In 1845 the biggest telescope in the world resided between two huge brick walls in a field in Ireland. The 72-inch reflector built by William Parsons the third Earl of Rosse at Birr Castle revealed spiral structure in certain nebulae. Just a year later in 1846, Galle and D'Arrest discovered Neptune at the Berlin observatory. Then at the middle if the 19th century, photography made its tentative debut. In 1882, David Gill's photograph of the Great Comet of that year also revealed many star images and paved the way for star mapping using photography. A few years earlier in 1862 Thomas Cooke of York completed the 25-inch Newell refractor which was at that time the biggest refractor in the world but by 1897 the Yerkes refractor in the USA took the title and still holds it! At 40-inches, refractors had got as big as they were going to get; from now on the worlds largest telescopes would be reflectors and most of them would be in the USA.

The nineteenth century in England was a time of rapid industrial and scientific expansion and a time that saw the foundation of the Royal Astronomical Society and The British Astronomical Association.

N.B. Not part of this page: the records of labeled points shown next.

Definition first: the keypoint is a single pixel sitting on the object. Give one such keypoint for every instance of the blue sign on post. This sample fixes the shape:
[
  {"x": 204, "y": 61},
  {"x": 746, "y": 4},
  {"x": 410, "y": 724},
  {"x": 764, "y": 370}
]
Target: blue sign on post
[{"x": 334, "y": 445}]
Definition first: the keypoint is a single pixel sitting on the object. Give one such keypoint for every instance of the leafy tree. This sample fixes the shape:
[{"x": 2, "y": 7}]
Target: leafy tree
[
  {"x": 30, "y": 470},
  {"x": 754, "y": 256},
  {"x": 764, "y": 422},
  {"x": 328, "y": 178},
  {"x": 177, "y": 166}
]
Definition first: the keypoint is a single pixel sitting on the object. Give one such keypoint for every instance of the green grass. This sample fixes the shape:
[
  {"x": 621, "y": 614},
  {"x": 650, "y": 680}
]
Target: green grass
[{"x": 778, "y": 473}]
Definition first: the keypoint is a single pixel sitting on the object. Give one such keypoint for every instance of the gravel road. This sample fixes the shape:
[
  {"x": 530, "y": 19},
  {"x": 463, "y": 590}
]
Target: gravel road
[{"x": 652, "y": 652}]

Astronomical discoveries were coming in thick and fast and a lot of them made by amateurs. This was the era of the skilful amateur mirror maker. Men like Calver, With and the Rev.W.E.Ellison produced telescope mirrors of unsurpassed optical quality whilst the UK professional instrument makers: Grubb Parsons, Cooke, Troughton & Simms, Adam Hilger, Wray & Browning tended to concentrate on refractors.

This then was the period in history when the Hampstead Scientific Society was founded - in 1899. Astronomy has always featured strongly in the Society's activities and just a few years after its foundation saw the erection of the Observatory in 1910. In the early years the Observatory site was dark and it was still possible to make original observations. Sadly, light pollution today prevents this but we still open to the public regularly during the winter months and we are proud of our small contribution to the massive bank of data that began to accumulate in Italy in 1609 and has continued to expand almost exponentially ever since.

The twentieth century saw the construction of the World's largest telescope the 200-inch Hale telescope at Mt. Palomar in the USA but it wasn't long before the Russians topped it with a 300-inch. Then began the serious 'Space race' that saw unmanned space probes sent to all parts of the Solar System even to Halley's comet and culminating with the USA manned Moon missions of the 1960's. But the great telescopic achievement of this time was the launching of the Hubble Space Telescope in 1990.

Now at the dawn of the 21st century, astronomical telescopes have progressed to such a degree of sophistication that even the humble amateur can own a robotic instrument that can automatically locate several thousands of celestial objects. Using computers and the Internet, astronomers can manipulate telescopes thousands of miles away and direct them to secure images. Imaging using conventional film has been largely superceded by digital CCD cameras and amateurs can produce images with small telescopes equivalent or better than those obtained by professional observatories two decades ago.

And what of the professionals? They are now using multi-mirror telescopes, telescopes of enormous aperture using light-weight mirrors, dual instrument optical interferometers and adaptive optics that can neutralize the adverse effect of the Earth's atmosphere. Plans are afoot for the European Extra Large Telescope with a 30 metre aperture and for OWL - the Overwhelmingly Large Telescope, originally proposed to have a 100 metre mirror, but since scaled down to half that size. Still orbiting far above is the Hubble telescope, shortly to receive new instrument packages to extend its working life and there are plans for a new orbiting telescope 40 times as powerful as Hubble to ultimately replace it.

Galileo could not have imagined in his wildest dreams what he was setting in motion when he pointed that tiny crude telescope towards the night sky just 400 years ago.